To eat, slice the now very firm and juicy fillets into thick slices at an angle, you can cunningly slice the flesh off the skin as you go. Serve these as a starter or part of a smorgasbord lunch with brown bread and a sauce like this one:

  • 4 teaspoons English mustard
  • 4 teaspoons brown sugar
  • 2 teaspoons white wine vinegar
  • 6 tablespoons creme fraiche
  • 2 to 4 tablespoons chopped dill

Mix the first three ingredients until the sugar has dissolved, mix in the creme fraiche, then the dill. Simple, and goes with it perfectly.

Fritto Misto Di Mare

Or Italian for “what on earth can I do with only one plaice and some leftover bait?” Obviously this traditional recipe was invented by Mediterranean anglers long ago who came home with a load of odds and ends, just  like us on a less than average day. Quantities are highly variable depending on what is available, but to give you a guide, the following fed two comfortably: one plaice of about a pound, 6 squid, 12 small frozen scallops, 8 raw frozen prawns.

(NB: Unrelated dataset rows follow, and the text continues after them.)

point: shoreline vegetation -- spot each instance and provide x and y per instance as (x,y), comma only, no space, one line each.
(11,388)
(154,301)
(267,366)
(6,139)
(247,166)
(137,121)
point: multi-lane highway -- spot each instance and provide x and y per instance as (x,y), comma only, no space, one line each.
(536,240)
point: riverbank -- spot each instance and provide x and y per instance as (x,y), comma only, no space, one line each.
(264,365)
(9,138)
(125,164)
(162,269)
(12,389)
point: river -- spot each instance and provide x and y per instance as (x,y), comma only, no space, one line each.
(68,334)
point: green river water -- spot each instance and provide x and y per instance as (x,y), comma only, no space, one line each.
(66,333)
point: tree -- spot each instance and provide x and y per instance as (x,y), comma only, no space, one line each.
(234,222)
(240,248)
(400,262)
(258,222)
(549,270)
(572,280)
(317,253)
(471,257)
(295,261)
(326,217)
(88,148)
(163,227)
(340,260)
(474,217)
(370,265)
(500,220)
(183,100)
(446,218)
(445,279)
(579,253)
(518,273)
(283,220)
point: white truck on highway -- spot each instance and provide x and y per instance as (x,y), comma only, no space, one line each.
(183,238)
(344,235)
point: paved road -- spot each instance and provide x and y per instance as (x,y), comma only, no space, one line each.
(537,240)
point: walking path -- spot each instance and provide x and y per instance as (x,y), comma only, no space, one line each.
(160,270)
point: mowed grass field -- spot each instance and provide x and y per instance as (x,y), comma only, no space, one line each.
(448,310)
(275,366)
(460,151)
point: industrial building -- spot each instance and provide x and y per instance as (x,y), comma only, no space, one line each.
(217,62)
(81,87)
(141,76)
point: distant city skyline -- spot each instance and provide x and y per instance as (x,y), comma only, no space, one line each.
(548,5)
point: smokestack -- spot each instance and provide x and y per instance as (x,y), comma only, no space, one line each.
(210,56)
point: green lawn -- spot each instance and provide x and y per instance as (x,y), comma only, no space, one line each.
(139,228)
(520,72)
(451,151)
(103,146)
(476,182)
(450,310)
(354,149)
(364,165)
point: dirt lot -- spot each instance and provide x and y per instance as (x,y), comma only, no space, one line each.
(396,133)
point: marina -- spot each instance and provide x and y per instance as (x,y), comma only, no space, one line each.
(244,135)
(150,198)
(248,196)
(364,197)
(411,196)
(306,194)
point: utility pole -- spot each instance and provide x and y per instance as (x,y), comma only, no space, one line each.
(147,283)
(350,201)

For four (or more, or less, depending on how much fish you have) you will need:

  • white fish, filleted, skinned and cut into bite sized slices (plaice, whiting, bream, pouting, pollack etc)
  • squid (you did keep some?)
  • raw prawns, thawed if frozen
  • mussels, scallops
  • a handful of plain flour
  • a teaspoon of salt
  • lemons
  • oil for deep frying
  • Kitchen paper towels

Heat the oil in a deep pan until a cube of bread goes brown in 20 seconds. Mix the salt and flour together. Dry the fish etc. on the paper towels, because hot oil and wet fish creates an interesting eruption and you don’t want that unless you are tired of your old kitchen. Toss the fishy bits in the seasoned flour.

Drop the floured pieces in the oil, a handful at a time, don’t crowd the pan. They will cook very quickly as they are so small, probably 30 seconds only. Scoop them out when turning brown at the edges and drain them on more kitchen towels. Keep them warm in the oven while you do the next batch. And so on. That’s all there is to it.

Serve with lemon squeezed over and more salt. Ours made a meal with a side salad and lots of good fresh crusty bread, washed down with a Peroni if you are cheap like me or a very cold bottle of Italian white if you are not.